Calmly, he placed his hot cup of tea on the table and crossed his arms against his chest. He closed his eyes for a minute. I could see that he was lost in his thoughts, and bit his bottom lip. He sighed, opening his eyelids and stare at the ceiling. I took a sip of my tea and waited anxiously for what he has to say. "I forgive you," he breathe. My eyes widened, my jaw dropped, my heart jumped. "I shouldn't really forgive you but I know that in relationships, people do stupid things and I'm sure if I fuck something up, you would forgive me too, so I guess I love you more than my ego."

My heart dropped and the butterflies were pirouetting around my stomach again. But they felt nice there, like where they belonged.
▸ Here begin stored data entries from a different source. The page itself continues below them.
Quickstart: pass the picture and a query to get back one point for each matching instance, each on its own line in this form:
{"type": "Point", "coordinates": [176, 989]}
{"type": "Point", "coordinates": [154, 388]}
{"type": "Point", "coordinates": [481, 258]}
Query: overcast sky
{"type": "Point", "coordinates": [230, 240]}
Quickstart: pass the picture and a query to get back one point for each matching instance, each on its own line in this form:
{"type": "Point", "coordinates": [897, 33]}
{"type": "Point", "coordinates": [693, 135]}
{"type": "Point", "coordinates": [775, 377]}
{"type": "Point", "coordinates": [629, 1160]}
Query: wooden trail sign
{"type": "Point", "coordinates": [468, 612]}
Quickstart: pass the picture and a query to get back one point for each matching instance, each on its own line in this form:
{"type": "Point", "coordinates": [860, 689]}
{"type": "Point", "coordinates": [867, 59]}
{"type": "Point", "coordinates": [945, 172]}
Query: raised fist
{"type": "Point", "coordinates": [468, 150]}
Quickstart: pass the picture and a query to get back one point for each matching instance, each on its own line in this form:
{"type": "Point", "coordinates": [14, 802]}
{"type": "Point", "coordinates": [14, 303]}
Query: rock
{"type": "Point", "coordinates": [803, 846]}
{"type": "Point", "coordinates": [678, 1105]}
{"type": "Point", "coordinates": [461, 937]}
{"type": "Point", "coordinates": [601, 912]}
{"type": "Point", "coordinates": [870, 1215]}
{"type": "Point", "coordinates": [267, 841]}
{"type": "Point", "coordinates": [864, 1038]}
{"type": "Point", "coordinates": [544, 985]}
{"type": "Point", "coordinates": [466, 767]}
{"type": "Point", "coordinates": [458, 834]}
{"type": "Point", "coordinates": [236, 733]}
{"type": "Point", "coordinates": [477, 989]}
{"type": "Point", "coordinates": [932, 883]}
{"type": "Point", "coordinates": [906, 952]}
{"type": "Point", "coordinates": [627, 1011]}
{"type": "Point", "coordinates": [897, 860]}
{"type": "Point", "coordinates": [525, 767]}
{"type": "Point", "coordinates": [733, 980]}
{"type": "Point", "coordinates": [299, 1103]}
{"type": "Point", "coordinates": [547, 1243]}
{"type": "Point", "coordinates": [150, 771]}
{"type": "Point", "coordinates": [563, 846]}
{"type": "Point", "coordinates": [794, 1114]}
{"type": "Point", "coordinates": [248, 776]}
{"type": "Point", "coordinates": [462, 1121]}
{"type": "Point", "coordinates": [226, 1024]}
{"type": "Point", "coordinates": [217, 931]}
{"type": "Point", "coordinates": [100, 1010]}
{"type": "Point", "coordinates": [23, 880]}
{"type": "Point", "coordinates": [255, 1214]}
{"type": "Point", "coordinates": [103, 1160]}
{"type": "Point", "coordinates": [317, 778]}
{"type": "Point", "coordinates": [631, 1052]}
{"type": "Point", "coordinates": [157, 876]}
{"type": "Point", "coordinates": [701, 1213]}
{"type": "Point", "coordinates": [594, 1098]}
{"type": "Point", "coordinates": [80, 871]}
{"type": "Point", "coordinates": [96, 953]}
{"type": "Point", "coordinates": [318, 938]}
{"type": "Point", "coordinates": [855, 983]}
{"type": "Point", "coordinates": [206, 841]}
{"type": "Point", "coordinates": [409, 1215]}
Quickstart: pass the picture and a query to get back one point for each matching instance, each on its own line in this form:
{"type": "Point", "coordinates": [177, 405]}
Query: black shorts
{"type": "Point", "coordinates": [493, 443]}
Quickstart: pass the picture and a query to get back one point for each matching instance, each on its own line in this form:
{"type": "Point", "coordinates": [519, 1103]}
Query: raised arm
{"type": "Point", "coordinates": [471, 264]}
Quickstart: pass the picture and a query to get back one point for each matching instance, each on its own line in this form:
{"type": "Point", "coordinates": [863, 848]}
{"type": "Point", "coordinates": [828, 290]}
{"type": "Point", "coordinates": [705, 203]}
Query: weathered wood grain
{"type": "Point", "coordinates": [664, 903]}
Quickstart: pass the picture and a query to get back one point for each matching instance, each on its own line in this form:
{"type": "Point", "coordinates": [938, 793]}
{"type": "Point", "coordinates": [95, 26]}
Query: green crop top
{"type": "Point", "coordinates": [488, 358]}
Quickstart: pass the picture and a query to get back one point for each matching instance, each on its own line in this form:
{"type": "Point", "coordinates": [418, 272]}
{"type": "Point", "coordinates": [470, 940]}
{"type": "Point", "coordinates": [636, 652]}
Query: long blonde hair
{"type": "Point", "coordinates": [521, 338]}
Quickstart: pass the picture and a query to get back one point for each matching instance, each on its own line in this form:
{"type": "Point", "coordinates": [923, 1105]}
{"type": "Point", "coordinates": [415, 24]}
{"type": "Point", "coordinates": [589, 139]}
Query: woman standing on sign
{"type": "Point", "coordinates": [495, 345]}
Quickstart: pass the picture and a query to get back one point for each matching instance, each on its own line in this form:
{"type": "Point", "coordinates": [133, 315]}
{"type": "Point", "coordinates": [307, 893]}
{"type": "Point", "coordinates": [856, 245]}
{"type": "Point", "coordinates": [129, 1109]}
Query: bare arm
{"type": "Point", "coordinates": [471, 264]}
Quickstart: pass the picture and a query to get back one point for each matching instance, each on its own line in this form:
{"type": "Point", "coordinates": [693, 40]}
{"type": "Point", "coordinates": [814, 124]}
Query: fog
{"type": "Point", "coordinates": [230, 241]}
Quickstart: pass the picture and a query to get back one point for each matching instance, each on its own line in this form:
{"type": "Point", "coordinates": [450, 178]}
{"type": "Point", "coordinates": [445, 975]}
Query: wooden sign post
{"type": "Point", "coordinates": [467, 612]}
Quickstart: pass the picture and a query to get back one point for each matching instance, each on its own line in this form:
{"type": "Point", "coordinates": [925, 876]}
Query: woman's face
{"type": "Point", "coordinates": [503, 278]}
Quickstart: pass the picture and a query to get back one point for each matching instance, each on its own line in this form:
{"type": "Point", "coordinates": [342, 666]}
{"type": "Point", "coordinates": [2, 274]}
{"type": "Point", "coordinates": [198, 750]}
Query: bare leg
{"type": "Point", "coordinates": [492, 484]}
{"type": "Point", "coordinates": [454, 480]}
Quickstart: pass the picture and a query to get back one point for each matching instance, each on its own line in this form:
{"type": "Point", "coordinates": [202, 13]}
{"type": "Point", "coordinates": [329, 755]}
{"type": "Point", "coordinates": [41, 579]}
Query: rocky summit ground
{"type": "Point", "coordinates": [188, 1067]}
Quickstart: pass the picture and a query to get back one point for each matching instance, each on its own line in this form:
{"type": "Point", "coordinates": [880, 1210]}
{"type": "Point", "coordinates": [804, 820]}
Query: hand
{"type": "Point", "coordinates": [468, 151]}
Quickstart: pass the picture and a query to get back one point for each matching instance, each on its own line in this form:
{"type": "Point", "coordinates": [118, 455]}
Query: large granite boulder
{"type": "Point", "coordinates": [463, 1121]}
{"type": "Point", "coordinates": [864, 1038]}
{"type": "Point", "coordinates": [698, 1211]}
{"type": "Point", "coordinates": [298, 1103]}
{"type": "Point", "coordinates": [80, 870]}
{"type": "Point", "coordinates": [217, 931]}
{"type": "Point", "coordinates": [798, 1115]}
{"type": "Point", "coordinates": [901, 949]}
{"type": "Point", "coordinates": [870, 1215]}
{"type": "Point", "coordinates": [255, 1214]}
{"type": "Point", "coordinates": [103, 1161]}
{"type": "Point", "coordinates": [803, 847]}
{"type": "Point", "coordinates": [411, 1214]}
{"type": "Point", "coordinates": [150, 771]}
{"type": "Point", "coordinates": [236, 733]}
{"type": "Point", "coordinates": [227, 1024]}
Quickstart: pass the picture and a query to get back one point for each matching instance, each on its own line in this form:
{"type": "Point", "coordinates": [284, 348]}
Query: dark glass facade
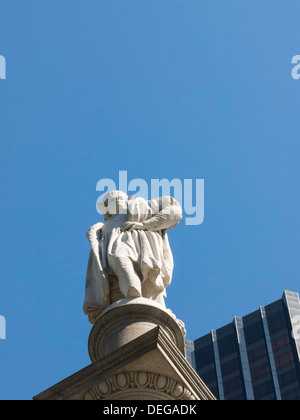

I smiled gratefully and put the cup down. I knelt in front of him, and held his hand firmly. My eyes were filled with tears of joy and he cupped my face in his hands. Slowly, he kissed me with love and passionate. I kissed him back and right at the moment, I had made up my mind. I wanted to be with him, Adam Thane. Forever.



I woke up as the bright sunlight streamed through the gap in the curtains of Adam's bedroom. Despite that his room smelled like cigarettes and alcohol, I felt a surge of unadulterated happiness. Which may or may not have been something to do with the large, warm hand that was rested on my stomach. I couldn't help but smile. His hand on my stomach stirred, and a groan escaped his pouty lips. "Whas the time?" he muttered still half asleep.

"Early." I said still smiling fondly watching him pushed his hair clear out of his eyes. He blinked furiously in an attempt to get used to the light. He kissed my lips softly and his head landed on my laps. I looked at him with loving eyes, and ruffled with his hair. He groaned, and a soft chuckled escaped. "I love you," he reminded me. The butterflies return and I put my head on his. I wanted the moment to last so bad but I was interrupted by a text from Jack.